Ah Howth, I love you so.
Summer brings the throngs of visitors in questionable outfits. The lads who have swapped their grey trackies for grey trackie shorts. The girls who have cut up their jeans, cut them up to your imagination. The gangs of mean looking seagulls loitering on every available surface, waiting for any morsel to drop from a mouth. And that pungent tang of salt and vinegar from Caffe Caira!
Standing in the queue to buy lunch…
“Ah would you stop messing?” one woman says to the other. “You’ll spill my coffee!”
“I could slip on it.”
“I can see the heading now ‘Woman awarded €100k for slipping on friend’s coffee…'”
“If you slosh your coffee and I slip on it, we’ll definitely be ‘former’ friends! For once, can you not just keep it in the cup???”
“Ah, would you keep your fecking cacks on!!!”
“I would – if I was wearing any!!!”
And at that the two dissolved into guffaws that would leave Beavis and Butthead stunned!
Chatting to someone the other day about fish.
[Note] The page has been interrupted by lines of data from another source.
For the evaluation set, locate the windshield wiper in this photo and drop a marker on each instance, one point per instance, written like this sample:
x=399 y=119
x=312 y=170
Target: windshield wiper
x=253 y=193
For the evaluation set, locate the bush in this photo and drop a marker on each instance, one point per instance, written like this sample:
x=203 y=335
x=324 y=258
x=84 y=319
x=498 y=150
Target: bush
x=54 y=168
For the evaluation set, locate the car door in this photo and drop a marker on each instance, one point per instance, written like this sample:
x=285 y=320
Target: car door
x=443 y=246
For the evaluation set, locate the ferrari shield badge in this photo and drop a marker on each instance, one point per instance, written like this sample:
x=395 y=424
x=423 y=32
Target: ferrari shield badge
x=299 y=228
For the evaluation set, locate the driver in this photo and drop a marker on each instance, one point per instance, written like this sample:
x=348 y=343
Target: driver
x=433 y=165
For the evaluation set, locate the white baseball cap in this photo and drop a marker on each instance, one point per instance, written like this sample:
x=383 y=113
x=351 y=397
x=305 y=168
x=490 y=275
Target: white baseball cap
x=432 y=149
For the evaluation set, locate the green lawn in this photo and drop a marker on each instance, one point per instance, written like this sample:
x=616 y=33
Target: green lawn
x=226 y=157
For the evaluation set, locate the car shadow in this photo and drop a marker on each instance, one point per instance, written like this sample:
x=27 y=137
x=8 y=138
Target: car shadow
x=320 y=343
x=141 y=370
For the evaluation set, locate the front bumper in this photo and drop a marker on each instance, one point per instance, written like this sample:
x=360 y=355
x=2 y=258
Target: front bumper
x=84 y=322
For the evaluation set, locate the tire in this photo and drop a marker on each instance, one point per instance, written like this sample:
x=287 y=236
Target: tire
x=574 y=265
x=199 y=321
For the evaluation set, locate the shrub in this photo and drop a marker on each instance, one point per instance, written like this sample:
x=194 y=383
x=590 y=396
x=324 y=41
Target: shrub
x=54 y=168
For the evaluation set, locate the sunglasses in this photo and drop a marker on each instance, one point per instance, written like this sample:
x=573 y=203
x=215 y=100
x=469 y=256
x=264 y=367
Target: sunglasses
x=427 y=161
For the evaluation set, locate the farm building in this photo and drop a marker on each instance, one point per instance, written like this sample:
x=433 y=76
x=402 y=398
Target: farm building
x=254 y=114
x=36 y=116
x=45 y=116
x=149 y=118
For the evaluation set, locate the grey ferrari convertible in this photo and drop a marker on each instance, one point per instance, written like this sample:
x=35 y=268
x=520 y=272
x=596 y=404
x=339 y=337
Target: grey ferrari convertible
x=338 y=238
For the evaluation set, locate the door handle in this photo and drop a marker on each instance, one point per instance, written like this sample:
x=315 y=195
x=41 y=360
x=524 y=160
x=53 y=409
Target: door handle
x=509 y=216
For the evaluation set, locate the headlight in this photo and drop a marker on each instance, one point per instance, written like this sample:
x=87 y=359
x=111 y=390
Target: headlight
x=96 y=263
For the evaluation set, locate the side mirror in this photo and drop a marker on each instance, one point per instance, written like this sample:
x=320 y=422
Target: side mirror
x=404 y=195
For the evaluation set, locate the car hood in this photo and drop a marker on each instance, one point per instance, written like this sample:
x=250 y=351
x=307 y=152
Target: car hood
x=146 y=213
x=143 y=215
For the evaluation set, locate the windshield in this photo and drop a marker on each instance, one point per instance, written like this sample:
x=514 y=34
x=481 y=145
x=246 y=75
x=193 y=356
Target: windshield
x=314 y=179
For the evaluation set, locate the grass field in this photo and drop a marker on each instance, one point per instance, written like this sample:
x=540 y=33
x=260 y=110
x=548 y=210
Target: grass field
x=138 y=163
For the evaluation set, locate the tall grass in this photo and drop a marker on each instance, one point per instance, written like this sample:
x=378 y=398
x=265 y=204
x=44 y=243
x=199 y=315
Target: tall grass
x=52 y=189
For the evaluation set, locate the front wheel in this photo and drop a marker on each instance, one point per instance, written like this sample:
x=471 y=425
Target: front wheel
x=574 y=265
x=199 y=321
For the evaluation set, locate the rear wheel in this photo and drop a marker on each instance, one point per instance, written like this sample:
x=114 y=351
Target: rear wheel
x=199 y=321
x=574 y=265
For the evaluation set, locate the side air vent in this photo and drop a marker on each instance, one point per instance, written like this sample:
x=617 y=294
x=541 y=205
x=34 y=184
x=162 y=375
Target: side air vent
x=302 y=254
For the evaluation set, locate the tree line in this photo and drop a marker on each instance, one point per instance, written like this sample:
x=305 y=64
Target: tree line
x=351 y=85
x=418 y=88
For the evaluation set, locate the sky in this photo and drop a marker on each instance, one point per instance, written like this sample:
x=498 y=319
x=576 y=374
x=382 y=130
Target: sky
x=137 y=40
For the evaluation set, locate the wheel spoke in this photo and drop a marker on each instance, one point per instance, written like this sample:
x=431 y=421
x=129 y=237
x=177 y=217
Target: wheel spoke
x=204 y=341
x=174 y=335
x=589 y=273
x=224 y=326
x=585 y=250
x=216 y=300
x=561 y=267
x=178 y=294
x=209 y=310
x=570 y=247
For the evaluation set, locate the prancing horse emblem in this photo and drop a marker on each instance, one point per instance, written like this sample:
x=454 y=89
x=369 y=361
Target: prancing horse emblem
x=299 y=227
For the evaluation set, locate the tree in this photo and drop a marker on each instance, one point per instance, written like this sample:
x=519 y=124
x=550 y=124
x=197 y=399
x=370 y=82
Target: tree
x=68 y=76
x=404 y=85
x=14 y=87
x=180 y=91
She can’t eat any as she’s ‘highly allergic.’
Before I could express sympathy, she added “I can only eat Whiting, Cod, Sea Bass and Tuna. I live on Tuna…”
Notice in local coffee shop…
‘Cappucino, Latte, Mocha and Flat White *all* contain milk!’
Ever get the feeling they are tired answering the *same* question?!?
“Do X and X live here?”
“Yes, they left 11 years ago.”
“That’s very exact.”
“We bought the house from them.”
“Do X and X live here?”
“Yes, they left 11 years ago. We bought the house from them.”
“Oh. We had this conversation yesterday, didn’t we?”
“Yes we did.”
“X and X still don’t live here?”
“No change from yesterday.”
“No harm in asking.”
People watching at the airport while I wait for a pal to arrive.
Tearful family reunions.
Romantic kisses between lovers.
Guys nervously waiting at the barrier with bouquets of flowers.
And children vigorously wiping grandparents’ kisses from their faces.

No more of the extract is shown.